Wrongly convicted? TV movie on Porco to air March 23
DELMAR A made-for-TV movie based on the high-profile murder of a Delmar man by his son will premiere at 8 p.m. Saturday, March 23, on the Lifetime cable network.
“Romeo Killer: The Chris Porco Story” stars Matt Barr as Porco, a college student who was convicted of murdering his father and disfiguring his mother in a vicious ax attack in the family home in November 2004. The movie also stars Eric McCormick, of “Will & Grace” fame, as Joe Sullivan, the lead detective in the case, and Lolita Davidovich as Porco’s mother, Joan.
Lifetime offered this synopsis of the film in a news release announcing the premiere:
“The quiet town of Delmar, New York, was considered anything but dangerous … until 21-year-old Chris Porco was accused of brutally murdering his father Peter and disfiguring his mother Joan in a savage axe attack, a claim made all the more shocking when the case’s lead detective Joe Sullivan believed Joan had identified Chris as her attacker. Weeks after the crime, however, Joan would refute Detective Sullivan’s story, while the town of Delmar and many of Chris’ former friends and girlfriends would also rally to his defense, despite Sullivan’s fierce mission to prove his guilt. Prosecutors believed that beneath Chris’ picture-perfect facade was a devious and cunning sociopath who would stop at nothing to keep his lies hidden. In the end, he was convicted of second-degree murder of his father, but many in the town of Delmar firmly believe the jury wrongfully convicted an innocent young man.”

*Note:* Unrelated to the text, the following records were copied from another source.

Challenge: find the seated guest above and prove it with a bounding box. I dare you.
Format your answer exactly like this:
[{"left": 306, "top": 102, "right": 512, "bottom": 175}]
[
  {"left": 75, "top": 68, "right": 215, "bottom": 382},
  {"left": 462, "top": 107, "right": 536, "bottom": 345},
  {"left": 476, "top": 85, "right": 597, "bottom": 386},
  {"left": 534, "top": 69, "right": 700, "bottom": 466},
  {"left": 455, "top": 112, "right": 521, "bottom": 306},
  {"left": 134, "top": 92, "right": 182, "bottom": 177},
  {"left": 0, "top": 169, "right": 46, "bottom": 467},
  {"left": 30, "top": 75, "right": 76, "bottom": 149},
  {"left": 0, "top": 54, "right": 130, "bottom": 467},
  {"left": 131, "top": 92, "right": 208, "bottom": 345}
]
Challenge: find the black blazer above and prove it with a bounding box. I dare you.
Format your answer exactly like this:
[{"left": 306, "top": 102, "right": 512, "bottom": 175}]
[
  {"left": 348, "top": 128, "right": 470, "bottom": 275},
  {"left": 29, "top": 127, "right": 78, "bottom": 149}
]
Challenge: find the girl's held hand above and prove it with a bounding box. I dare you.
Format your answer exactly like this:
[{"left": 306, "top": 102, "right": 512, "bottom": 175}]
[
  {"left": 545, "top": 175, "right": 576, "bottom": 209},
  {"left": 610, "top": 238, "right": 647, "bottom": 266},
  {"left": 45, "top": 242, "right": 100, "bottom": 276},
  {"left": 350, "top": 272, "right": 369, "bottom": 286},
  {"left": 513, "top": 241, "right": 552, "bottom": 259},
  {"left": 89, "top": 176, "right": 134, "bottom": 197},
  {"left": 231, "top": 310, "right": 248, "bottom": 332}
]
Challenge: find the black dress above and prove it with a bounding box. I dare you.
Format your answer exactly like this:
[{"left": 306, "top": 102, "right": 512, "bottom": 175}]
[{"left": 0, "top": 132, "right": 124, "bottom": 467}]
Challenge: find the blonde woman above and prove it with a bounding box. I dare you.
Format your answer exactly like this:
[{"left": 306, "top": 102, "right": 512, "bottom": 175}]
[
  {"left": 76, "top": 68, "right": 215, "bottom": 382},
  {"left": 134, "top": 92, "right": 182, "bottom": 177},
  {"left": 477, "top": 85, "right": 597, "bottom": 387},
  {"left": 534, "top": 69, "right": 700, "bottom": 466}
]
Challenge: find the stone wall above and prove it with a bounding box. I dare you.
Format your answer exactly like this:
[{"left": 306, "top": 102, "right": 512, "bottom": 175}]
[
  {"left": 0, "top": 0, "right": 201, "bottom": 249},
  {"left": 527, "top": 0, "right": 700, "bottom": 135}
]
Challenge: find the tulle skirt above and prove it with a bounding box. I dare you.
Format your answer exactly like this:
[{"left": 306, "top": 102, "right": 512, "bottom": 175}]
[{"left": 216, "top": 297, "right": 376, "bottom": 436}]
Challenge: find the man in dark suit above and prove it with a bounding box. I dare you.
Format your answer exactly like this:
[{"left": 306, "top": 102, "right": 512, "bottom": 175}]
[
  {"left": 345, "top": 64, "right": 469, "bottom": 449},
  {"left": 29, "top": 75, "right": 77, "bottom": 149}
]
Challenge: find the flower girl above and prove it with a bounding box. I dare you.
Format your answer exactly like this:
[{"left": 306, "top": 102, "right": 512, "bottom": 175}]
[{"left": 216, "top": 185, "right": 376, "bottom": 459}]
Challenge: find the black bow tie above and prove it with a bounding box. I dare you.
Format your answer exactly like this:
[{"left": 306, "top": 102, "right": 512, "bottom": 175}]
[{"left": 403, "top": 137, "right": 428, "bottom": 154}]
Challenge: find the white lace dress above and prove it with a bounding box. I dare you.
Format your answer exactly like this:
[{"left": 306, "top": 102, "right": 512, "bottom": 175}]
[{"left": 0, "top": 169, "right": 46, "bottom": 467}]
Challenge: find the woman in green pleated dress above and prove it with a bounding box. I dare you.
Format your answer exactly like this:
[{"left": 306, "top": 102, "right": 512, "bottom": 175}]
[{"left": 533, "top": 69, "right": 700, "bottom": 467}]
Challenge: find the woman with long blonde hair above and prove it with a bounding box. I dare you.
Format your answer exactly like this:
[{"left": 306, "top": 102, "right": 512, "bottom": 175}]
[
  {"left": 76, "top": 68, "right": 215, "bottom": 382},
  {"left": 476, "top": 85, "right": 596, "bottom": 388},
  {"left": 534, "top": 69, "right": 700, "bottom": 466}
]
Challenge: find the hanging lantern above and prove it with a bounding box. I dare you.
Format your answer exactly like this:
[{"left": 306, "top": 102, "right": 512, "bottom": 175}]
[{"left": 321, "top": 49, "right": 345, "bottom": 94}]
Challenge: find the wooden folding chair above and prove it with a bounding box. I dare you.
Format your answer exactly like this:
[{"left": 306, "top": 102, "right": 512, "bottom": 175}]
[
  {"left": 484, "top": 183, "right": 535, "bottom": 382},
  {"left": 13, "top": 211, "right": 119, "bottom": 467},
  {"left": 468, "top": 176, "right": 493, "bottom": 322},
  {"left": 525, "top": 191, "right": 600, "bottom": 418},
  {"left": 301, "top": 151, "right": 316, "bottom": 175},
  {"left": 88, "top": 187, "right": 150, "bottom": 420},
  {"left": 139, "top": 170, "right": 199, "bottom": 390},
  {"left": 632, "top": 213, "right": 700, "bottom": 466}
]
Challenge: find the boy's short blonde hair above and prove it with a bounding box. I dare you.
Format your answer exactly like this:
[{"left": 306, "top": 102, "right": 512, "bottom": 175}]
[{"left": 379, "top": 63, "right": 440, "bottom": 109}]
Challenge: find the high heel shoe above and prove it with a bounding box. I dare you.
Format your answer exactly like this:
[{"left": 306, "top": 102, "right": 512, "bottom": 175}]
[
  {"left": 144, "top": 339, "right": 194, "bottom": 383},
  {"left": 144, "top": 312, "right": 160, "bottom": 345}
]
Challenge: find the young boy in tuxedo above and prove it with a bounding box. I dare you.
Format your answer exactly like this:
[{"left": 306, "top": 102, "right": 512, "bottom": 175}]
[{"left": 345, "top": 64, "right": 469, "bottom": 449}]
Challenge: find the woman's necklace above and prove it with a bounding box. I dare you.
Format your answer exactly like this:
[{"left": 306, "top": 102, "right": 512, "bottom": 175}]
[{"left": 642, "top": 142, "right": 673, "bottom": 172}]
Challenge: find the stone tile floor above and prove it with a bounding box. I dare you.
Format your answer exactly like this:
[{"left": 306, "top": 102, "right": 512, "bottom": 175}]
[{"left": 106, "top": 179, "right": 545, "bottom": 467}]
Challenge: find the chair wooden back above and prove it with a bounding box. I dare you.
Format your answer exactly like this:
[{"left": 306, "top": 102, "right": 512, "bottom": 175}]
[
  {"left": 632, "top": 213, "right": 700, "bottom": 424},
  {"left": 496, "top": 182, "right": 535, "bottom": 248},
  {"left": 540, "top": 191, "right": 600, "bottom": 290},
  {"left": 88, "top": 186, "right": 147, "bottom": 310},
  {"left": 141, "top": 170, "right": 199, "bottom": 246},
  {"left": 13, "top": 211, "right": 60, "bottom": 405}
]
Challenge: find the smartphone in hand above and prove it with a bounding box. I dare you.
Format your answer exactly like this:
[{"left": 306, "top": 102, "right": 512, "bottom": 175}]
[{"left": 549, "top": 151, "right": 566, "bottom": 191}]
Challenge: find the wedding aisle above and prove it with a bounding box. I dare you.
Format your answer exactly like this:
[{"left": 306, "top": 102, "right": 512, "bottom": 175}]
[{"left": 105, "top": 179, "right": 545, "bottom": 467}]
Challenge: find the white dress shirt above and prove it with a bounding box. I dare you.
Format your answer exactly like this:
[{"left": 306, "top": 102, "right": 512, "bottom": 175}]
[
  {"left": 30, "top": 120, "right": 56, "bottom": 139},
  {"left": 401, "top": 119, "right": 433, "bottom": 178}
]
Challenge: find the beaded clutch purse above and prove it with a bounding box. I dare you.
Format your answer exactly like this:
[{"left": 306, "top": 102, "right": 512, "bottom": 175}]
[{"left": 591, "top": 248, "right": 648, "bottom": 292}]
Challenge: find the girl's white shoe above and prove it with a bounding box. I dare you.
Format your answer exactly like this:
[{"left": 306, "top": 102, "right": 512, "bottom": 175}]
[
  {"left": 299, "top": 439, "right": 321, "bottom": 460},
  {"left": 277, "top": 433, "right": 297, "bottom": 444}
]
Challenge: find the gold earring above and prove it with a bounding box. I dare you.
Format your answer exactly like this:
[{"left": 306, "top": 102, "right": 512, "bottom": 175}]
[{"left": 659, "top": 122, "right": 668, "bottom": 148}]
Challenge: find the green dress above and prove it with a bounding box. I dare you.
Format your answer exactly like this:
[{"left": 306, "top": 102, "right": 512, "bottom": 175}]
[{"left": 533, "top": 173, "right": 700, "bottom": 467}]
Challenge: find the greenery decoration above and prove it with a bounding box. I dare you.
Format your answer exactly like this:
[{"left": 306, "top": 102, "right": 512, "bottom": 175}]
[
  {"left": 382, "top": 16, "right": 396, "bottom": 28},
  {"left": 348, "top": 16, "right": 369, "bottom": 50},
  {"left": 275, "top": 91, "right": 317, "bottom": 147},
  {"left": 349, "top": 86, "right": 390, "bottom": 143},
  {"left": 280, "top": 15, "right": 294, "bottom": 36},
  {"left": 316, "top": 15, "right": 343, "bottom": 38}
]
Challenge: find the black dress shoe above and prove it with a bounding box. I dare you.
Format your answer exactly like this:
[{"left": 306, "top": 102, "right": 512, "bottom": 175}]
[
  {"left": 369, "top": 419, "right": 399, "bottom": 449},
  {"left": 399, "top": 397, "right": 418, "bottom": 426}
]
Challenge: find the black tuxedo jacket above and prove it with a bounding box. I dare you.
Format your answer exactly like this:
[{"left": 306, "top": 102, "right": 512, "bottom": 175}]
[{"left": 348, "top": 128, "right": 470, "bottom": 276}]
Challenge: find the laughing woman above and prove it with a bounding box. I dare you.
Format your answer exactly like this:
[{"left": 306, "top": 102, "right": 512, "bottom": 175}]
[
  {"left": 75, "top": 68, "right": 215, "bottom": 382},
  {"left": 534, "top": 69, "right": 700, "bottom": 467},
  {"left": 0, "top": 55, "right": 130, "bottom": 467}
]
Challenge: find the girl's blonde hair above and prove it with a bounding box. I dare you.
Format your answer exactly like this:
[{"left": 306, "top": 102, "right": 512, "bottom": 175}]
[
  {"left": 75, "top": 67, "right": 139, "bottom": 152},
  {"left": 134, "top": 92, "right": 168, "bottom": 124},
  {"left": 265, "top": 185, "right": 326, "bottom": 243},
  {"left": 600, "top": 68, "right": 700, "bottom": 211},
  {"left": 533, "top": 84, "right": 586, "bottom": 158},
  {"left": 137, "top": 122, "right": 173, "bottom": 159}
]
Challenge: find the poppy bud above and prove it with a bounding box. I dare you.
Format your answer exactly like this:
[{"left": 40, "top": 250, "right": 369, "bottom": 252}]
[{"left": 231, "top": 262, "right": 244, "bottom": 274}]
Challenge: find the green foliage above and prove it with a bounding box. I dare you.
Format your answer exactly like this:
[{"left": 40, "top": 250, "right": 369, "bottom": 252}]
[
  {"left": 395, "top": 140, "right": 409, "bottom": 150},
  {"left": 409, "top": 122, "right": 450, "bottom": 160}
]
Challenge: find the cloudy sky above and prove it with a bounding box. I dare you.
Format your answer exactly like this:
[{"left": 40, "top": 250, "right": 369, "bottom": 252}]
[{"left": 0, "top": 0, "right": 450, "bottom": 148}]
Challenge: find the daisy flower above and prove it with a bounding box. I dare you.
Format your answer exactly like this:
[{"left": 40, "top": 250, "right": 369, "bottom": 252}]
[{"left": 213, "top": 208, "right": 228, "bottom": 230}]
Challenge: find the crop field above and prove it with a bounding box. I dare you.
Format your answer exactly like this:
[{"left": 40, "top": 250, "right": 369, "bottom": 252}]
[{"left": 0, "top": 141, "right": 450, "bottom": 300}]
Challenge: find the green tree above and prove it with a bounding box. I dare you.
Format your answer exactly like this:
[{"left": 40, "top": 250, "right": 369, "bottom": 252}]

The Porco case has already caught the attention of national television.
The CBS Network’s 48 Hours Mystery aired “Memory of Murder,” an hourlong documentary about the case, in November 2006.
Three years later, the TruTV series Forensic Files aired “Families Ties,” another hourlong look at the case. And during the same year, the CBS fictional series CSI aired an episode called “Bloodsport,” which featured a scene that closely resembled the death of Peter Porco.
On the morning of the murder, Joan Porco was left for dead in the couple’s bedroom. Peter Porco was found in the blood-covered portico of the home, dead of massive head injuries.
Bethlehem police Detective Chris Bowdish first asked the mother if her older son, Jonathan, had caused her injuries, and she gave a nod he interpreted as a negative. Bowdish then asked if younger son Christopher was responsible, and the woman nodded in the affirmative, the detective testified at trial.
The nod was a crucial piece of evidence against Porco, especially after his mother, somewhat recovered, defended her son and said she had no recollection of the attack.